Wenn eine so unerbittlich fröhliche Band eine dunkle Phase haben kann, begann sie für Shonen Knife Mitte der 1990er Jahre. Die Band befand sich ab 1994 für über ein Jahrzehnt ohne Label in Europa, dann 1999 verließ Nakatani – der Bassist, Mitbegründer und Mit-Songwriter der Band – nach ihrem wunderbaren Album Happy Hour unter Berufung auf die Strapazen des Tourneens.

Trotz dieser schwierigen Zeit, sagt Naoko, habe sie nie daran gedacht, sich aufzugeben. „Michies Abschied war ein bisschen schwer für mich, aber ich hatte das Gefühl, ich sollte weitermachen“, sagt sie. „Wenn die Leute durch unsere Musik glücklich werden, freut mich das auch. Deshalb mache ich Musik. Das ist es, was mich motiviert, weiterzumachen. Ich habe noch nie daran gedacht, aufzugeben.“

Nachdem Nakatani gegangen war, wechselte Naokos Schwester Atsuko vom Schlagzeug zum Bass und öffnete eine Drehtür von Support-Schlagzeugern, und später im Jahr 2006 verließ sie die Band für längere Zeit, um sich in Los Angeles niederzulassen.

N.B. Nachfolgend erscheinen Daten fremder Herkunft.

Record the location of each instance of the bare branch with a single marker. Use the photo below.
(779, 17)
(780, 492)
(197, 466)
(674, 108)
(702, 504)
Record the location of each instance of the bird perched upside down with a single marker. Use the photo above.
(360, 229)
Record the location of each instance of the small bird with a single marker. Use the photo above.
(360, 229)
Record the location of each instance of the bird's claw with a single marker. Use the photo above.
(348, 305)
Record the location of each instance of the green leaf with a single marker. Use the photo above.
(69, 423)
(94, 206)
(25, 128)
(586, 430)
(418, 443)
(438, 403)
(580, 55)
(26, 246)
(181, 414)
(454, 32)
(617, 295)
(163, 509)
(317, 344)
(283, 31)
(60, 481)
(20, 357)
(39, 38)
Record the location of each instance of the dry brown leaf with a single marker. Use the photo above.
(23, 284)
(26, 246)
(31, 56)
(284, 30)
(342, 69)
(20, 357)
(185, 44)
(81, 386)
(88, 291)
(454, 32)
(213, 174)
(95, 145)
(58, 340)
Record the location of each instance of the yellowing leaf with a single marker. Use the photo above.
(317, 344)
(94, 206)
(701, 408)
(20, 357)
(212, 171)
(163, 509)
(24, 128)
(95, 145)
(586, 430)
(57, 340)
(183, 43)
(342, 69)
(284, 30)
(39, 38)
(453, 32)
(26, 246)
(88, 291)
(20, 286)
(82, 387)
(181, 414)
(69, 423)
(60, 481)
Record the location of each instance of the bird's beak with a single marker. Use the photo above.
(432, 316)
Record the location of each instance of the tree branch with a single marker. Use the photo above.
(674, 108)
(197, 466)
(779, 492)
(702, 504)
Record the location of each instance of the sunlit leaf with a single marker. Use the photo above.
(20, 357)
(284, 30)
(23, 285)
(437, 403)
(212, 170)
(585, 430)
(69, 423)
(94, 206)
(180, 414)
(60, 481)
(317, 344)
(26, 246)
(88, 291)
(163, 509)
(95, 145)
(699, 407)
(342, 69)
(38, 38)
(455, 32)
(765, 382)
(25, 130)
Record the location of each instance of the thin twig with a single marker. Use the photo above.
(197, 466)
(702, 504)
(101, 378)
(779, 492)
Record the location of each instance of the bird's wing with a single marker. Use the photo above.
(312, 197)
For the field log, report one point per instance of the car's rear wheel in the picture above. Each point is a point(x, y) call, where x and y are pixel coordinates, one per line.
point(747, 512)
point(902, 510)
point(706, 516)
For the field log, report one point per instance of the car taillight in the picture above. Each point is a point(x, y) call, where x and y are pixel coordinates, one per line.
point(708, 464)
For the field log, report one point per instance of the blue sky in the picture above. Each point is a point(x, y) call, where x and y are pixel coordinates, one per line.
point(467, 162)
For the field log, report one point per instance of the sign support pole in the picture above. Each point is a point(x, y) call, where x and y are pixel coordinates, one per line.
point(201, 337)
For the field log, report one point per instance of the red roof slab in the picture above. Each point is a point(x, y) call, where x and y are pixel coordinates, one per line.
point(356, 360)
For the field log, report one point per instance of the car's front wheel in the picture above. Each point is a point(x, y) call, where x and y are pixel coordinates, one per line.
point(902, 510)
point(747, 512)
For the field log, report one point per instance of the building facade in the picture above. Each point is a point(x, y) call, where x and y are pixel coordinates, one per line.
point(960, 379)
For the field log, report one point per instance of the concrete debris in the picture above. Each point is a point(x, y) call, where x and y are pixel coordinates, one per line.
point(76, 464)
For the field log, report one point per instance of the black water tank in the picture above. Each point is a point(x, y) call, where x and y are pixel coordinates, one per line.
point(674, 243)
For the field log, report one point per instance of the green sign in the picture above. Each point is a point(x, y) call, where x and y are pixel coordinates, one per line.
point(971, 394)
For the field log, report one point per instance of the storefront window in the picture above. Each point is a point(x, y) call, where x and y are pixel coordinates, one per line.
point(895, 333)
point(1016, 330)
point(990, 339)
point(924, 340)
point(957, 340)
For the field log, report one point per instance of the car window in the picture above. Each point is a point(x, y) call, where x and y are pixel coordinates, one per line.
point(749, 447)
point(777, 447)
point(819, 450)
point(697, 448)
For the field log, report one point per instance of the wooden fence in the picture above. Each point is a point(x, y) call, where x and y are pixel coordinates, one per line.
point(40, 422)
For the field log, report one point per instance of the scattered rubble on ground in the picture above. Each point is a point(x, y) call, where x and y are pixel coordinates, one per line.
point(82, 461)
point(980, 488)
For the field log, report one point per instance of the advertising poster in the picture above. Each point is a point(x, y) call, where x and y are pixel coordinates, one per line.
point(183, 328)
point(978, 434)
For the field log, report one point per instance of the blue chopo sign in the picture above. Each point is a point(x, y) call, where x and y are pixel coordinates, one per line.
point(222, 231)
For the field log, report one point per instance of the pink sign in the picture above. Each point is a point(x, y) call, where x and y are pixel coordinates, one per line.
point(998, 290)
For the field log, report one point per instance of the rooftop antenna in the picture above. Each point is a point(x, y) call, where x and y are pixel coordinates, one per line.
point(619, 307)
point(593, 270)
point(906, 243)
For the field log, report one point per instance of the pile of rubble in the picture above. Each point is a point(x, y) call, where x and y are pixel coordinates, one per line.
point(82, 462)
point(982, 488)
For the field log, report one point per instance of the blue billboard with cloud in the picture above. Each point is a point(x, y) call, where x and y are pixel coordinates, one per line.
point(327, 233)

Atsuko ist jetzt wieder in der Band, aber Naoko war das einzige feste Mitglied.

Naoko Yamano Anfang des Jahres.
Naoko Yamano Anfang des Jahres. Foto: Akira Shibata

Trotz all dieser Hindernisse haben Shonen Knife seit ihrer Gründung durchweg Musik veröffentlicht und 2009 unterschrieben sie beim britischen Label Verdammt, die ihre Wildnisjahre in Großbritannien beendet. Mit Good Charmel, dem US-amerikanischen Label des Goo Goo Dolls-Bassisten Robby Takac, begann damit eine freudige neue Ära in der Karriere von Shonen Knife: Sie haben seit 2007 acht neue Studioalben veröffentlicht und sind wiederholt für eine neue Generation durch die Welt getourt von Fans.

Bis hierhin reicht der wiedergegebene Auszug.